Mrs. General was not to be told of anything shocking. Accidents, miseries, and offences were never to be mentioned before her. Passion was to go to sleep in the presence of Mrs. General, and blood was to change to milk and water. The little that was left in the world, when all these deductions were made, it was Mrs. General’s province to varnish. In that formation process of hers, she dipped the smallest of brushes into the largest of pots, and varnished the surface of every object that came under consideration. The more cracked it was, the more Mrs. General varnished it.
There was varnish in Mrs. General’s voice, varnish in Mrs. General’s touch, an atmosphere of varnish round Mrs. General’s figure.
Dickens wished the training of the real inner selfhood, not the varnishing of the surface merely. Not what George Macdonald describes as “sandpapering a boy into a saint,” but genuine character development by the working out of the selfhood in the improvement of its environment, physically, intellectually, and spiritually.
Briggs’s education, in Dombey and Son, had been of such a character that “his intellectual fruit had nothing of its original flavour remaining.” The character of his real selfhood had been destroyed, not developed, by his “education.”
In Our Mutual Friend Mr. Podsnap is used as a type of the men who not only see no need for any person else forming opinions, but who take pains to prevent others forming opinions, so far as possible.
As Mr. Podsnap stood with his back to the drawing-room fire, pulling up his shirt collar, like a veritable cock of the walk literally pluming himself in the midst of his possessions, nothing would have astonished him more than an intimation that Miss Podsnap, or any young person properly born and bred, could not be exactly put away like the plate, brought out like the plate, polished like the plate, counted, weighed, and valued like the plate. That such a young person could possibly have a morbid vacancy in the heart for anything younger than the plate, or less monotonous than the plate, or that such a young person’s thoughts could try to scale the region bounded on the north, south, east, and west by the plate, was a monstrous imagination which he would on the spot have flourished into space.

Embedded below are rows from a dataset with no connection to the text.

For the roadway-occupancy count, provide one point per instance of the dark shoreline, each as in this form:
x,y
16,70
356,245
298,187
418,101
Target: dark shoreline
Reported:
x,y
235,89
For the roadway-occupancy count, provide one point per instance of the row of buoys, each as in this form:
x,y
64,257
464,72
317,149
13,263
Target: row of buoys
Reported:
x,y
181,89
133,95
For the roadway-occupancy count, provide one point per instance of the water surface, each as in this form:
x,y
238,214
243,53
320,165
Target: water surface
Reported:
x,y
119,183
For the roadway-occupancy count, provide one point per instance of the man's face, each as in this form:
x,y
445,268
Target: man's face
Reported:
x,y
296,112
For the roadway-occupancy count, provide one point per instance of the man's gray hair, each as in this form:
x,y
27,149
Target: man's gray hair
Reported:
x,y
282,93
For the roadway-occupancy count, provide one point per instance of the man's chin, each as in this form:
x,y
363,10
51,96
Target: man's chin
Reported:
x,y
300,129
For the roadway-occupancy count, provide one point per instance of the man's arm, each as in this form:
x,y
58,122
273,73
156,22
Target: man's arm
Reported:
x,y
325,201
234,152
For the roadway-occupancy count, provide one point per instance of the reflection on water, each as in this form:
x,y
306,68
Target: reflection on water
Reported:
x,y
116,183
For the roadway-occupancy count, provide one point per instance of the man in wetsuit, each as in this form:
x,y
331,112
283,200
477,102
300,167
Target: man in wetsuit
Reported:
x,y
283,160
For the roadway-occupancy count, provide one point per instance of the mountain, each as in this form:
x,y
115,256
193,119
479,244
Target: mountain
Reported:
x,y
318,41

Eugene Wrayburn’s criticism of his father’s habit of choosing professions for his sons almost as soon as they were born, or even before, without the slightest possible consideration for their natural aptitudes for the work to which they were assigned, is a severe attack on a condition which exists even yet through the failure of the schools or the homes to discover and reveal to boys and girls their highest powers, so that they may reach their best growth in school or college and choose the profession in which they can do most good and attain their most complete evolution. There is no better field for co-ordinate work by the home and the school than the joint study of the children to find their sphere of greatest power. Every child should be helped to find the sphere in which he can most successfully achieve the highest destiny for himself and for humanity.
Eugene Wrayburn’s father extended his paternal care and forethought for his children not only by choosing their professions without regard for their selfhood, but by considerately selecting partners for his sons without regard for their individual tastes.
Eugene, speaking to Mortimer Lightwood, said:
“My respected father has found, down in the parental neighbourhood, a wife for his not-generally-respected son.”